The college is known for its liberal and scientific education, its elite status among the state's private colleges and universities, its 60 percent of graduates who go on to more-advanced education, its leaves in the fall that drop to green pathways, and the small creek that blends nature to the buildings.
Why come here is like asking why eat. Whitman has the recognized combination of rigorous academics with smart faculty and a tradition of the lifelong gift of education.
Even so, George Bridges can be excused for being surprised at becoming Whitman's 13th president. He is the former dean and vice provost of undergraduate education at the University of Washington, a Ph.D. in sociology and an academician with big university experience.
"Yes, I was surprised to be selected, but looking back on my first year here, I can't imagine being at a different place than Whitman," Bridges said.
He has an office that is airy, with windows covered just outside by a green curtain of leafy trees. The sun makes a small campus bigger because the place explodes with fall color. If it is a treasure, Bridges knows it is also an expensive treasure.

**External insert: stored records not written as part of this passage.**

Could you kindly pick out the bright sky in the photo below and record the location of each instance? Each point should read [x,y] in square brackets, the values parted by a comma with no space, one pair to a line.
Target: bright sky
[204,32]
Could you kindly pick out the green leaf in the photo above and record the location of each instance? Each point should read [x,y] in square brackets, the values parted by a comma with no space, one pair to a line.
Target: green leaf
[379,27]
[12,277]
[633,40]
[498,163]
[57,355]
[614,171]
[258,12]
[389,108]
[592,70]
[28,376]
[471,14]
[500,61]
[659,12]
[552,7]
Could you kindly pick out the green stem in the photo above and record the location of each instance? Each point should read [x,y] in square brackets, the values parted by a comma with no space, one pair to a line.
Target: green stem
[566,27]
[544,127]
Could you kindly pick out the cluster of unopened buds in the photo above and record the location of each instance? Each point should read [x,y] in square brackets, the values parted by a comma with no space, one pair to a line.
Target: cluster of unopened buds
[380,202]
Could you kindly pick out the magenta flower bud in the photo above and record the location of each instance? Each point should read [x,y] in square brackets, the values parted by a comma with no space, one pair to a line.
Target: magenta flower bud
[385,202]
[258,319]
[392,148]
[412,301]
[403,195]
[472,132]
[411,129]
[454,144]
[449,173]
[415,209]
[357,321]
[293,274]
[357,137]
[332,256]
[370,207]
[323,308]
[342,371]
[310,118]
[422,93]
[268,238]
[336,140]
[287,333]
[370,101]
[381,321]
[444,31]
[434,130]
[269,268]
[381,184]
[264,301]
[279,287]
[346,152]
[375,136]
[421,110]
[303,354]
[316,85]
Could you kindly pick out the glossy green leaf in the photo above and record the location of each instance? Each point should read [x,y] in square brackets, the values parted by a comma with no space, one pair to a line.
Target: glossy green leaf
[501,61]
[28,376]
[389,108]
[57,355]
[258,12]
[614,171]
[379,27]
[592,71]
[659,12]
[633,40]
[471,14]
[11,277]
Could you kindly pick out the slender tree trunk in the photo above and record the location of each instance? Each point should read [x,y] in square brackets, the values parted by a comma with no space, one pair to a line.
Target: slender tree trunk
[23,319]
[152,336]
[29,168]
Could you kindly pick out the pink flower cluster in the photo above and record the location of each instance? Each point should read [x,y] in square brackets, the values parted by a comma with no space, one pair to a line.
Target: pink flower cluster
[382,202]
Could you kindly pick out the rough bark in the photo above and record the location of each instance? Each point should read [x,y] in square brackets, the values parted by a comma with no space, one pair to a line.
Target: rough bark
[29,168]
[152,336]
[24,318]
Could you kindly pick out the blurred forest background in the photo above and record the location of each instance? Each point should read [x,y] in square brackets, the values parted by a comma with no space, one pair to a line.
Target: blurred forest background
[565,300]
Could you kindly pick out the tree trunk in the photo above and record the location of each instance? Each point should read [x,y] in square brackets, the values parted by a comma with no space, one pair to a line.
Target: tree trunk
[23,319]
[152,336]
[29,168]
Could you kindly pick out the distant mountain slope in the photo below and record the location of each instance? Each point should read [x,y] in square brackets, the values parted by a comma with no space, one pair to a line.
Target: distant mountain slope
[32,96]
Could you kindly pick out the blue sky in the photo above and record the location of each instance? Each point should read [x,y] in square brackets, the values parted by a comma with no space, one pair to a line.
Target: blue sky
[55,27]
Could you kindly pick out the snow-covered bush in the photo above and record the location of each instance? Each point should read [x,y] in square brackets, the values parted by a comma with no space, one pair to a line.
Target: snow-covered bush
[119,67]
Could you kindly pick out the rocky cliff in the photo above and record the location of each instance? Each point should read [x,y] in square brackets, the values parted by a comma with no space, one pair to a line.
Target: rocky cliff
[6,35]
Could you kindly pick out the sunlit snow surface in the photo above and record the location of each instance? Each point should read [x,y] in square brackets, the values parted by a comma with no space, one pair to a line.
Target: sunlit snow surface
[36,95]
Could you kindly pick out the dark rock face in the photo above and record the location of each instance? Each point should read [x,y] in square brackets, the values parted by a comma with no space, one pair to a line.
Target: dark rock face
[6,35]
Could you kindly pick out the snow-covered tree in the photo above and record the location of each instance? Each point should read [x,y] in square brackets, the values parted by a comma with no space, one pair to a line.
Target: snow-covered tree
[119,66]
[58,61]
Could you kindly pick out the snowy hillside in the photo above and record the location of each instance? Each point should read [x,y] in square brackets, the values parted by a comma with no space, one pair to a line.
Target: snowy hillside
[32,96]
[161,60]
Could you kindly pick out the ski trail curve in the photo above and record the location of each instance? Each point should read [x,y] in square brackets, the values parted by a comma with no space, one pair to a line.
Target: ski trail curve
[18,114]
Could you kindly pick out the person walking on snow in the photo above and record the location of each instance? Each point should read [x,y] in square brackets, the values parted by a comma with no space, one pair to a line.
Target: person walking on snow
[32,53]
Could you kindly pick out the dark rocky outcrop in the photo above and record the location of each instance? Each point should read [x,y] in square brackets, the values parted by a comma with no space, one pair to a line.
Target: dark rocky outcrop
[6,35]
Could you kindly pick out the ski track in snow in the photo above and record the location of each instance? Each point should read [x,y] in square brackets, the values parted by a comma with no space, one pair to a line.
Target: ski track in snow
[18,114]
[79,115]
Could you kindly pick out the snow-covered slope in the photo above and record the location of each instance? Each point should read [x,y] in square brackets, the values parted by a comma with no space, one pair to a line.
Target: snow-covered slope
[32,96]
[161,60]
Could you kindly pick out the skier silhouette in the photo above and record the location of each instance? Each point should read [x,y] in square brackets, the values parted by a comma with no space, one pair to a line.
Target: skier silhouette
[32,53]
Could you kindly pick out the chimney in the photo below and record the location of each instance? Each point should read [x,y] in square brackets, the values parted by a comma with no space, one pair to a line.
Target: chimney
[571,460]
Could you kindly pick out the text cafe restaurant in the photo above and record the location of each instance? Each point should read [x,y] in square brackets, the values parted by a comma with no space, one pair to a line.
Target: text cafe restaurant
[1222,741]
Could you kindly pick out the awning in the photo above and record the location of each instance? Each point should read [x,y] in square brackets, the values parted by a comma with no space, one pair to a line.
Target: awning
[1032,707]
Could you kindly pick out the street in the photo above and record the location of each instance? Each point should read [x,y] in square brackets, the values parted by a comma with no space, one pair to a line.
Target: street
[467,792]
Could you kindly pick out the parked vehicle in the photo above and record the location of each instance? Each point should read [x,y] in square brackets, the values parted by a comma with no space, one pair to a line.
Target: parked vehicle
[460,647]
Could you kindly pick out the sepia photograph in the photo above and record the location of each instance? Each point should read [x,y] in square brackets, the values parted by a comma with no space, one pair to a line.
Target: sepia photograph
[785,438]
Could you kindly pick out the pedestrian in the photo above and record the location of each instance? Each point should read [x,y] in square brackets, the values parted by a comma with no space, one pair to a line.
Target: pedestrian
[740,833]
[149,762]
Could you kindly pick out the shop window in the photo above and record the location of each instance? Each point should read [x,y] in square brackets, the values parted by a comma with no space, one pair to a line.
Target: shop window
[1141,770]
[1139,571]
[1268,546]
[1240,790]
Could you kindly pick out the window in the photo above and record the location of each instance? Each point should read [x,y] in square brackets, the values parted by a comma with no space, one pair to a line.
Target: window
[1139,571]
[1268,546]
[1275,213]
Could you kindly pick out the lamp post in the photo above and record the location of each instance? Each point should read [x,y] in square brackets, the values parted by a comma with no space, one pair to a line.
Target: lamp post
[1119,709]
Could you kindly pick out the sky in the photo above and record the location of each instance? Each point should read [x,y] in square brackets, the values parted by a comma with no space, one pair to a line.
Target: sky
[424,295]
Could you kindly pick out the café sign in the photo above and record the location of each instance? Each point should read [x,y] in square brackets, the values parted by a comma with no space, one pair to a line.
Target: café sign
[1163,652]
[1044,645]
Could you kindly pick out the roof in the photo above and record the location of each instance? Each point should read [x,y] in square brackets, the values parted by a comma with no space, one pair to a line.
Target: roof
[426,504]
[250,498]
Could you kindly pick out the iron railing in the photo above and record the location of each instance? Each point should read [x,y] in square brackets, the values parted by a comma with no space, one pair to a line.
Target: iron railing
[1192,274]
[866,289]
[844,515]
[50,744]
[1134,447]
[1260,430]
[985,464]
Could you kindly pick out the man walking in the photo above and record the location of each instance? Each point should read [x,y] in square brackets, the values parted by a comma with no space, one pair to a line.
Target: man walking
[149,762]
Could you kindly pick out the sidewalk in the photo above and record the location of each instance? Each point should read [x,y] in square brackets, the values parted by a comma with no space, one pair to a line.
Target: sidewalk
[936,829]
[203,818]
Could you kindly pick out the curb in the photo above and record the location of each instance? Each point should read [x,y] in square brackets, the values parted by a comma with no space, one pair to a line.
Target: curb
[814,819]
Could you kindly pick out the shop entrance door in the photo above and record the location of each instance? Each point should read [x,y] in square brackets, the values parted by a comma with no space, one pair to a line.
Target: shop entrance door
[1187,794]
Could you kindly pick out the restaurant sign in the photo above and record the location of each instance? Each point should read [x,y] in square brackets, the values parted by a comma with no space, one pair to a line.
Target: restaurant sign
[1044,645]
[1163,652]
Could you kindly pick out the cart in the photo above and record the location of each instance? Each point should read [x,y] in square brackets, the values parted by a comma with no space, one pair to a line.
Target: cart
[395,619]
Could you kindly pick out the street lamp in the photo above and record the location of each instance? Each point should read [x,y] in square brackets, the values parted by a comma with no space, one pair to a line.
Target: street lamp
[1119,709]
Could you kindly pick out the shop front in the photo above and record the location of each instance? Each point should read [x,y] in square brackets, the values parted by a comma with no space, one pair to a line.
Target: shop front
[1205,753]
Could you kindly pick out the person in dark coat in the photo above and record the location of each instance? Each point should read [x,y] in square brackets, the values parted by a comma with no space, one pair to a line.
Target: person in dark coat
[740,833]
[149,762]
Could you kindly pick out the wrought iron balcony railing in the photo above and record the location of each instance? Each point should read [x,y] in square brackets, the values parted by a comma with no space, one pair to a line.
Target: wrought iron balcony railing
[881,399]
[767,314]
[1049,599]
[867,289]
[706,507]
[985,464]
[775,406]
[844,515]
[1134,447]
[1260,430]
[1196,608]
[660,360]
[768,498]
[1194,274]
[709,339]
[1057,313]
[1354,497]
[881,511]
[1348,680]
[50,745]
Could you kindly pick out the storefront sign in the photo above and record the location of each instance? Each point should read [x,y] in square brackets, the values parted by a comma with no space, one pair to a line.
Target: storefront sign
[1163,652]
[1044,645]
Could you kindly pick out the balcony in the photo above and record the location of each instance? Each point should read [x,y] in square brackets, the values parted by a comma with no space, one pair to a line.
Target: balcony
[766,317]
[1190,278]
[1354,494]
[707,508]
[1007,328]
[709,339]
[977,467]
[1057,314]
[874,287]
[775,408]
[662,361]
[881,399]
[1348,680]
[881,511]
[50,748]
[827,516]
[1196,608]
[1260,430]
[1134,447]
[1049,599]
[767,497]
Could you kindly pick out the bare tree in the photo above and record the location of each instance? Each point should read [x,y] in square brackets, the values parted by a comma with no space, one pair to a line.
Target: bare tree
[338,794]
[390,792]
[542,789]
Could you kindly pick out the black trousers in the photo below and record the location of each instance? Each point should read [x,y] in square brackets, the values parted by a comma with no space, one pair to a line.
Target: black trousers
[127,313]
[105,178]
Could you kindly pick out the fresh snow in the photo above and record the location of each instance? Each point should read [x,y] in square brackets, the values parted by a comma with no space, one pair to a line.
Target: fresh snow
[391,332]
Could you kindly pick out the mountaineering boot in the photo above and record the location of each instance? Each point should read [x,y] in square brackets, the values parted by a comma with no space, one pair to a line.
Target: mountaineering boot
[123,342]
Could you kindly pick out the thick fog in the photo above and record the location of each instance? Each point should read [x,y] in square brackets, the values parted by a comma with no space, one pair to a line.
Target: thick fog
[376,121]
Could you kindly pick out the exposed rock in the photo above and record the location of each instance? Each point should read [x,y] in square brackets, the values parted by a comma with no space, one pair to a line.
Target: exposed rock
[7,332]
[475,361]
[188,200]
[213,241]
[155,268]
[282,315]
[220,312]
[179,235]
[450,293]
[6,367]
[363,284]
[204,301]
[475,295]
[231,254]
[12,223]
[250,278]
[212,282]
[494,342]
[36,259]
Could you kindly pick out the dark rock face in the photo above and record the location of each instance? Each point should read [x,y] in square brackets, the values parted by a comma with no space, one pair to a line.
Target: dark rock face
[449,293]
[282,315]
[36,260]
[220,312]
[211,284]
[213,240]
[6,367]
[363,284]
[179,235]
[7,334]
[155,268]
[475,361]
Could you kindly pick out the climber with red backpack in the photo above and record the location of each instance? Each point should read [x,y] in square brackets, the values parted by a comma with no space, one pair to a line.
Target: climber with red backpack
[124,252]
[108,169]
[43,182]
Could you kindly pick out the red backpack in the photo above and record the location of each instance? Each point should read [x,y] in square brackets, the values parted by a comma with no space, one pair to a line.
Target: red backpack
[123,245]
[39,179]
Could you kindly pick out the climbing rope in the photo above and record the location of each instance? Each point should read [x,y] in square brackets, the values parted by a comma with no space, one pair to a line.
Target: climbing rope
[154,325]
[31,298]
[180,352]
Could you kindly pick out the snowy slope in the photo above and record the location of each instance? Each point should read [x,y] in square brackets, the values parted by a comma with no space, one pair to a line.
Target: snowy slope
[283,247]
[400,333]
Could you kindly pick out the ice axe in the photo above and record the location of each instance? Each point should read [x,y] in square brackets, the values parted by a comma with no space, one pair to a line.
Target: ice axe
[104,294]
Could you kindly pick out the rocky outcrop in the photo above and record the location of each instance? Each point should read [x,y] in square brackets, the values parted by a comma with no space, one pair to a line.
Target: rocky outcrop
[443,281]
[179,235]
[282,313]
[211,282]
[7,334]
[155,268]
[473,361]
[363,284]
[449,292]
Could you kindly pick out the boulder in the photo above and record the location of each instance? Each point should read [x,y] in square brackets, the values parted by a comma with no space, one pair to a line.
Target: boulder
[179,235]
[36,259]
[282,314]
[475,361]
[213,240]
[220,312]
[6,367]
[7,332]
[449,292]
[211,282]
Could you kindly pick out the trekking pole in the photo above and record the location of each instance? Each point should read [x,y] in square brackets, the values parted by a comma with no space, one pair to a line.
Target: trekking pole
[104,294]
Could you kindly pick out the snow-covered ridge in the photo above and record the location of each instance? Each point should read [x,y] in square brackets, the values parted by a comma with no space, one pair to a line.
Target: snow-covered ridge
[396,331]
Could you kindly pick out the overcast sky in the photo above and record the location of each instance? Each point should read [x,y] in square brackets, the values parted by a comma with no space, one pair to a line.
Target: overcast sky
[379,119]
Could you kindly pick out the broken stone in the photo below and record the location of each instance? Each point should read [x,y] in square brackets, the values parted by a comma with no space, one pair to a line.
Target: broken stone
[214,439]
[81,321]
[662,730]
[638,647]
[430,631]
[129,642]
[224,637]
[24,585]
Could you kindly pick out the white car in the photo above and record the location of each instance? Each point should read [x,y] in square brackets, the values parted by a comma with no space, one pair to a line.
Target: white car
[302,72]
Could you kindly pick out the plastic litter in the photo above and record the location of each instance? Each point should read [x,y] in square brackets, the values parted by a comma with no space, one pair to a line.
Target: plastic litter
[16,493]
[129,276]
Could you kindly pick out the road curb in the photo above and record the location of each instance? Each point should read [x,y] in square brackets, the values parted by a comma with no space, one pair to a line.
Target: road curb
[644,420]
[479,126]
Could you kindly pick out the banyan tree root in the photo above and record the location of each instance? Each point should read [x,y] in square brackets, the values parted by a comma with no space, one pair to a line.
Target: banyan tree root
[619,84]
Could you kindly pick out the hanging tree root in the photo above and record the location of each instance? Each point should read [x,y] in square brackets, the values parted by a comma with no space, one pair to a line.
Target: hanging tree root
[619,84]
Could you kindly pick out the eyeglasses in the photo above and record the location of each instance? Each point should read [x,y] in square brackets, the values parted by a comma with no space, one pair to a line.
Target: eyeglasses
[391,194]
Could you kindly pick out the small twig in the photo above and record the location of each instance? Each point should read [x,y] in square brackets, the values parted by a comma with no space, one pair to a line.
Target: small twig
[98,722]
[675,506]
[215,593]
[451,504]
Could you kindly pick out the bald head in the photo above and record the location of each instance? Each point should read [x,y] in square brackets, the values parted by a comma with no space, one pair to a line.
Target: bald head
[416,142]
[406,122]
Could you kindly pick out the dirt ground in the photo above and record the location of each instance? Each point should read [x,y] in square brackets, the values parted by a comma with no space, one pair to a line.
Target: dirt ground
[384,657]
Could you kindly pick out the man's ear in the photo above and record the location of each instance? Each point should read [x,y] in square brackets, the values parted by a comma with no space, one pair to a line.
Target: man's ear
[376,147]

"Each year a family has a student here, they 'buy' a new luxury car," he said. "Tuition is $30,000 a year — call it $40,000 with the whole package. That's buying a fancy new car every year. We understand only a few families can do that, and we try to make sure deserving students come to Whitman no matter their finances. Even with tuition where it is, the college still adds $8,000 a year to the education of every student we have."
This is a place both serious and artfully irregular. Among its graduates are Seattle entrepreneur John Stanton and Adam West, TV's Batman. West is on campus today donating one of his paintings to the college on Visitation Day, when 200 college-bound seniors come to Whitman to eyeball an elite, four-year college with only 1,450 students taught by about 180 faculty.
Bridges understands that elitism is not the perfect code word for Whitman. Asked for a description of the personality of the college, he says, "academic excellence combined with rock climbing."
"Senior year here is incredibly intense," Bridges said. "Each senior has to go before oral boards and each understands the demands of writing and thinking critically."
Whitman has recently launched a new major in the biomedical/biology field. It attracts scientific educators such as Dr. Ginger Withers, and also offers a full "Seminar in the West," for students to live in the American West.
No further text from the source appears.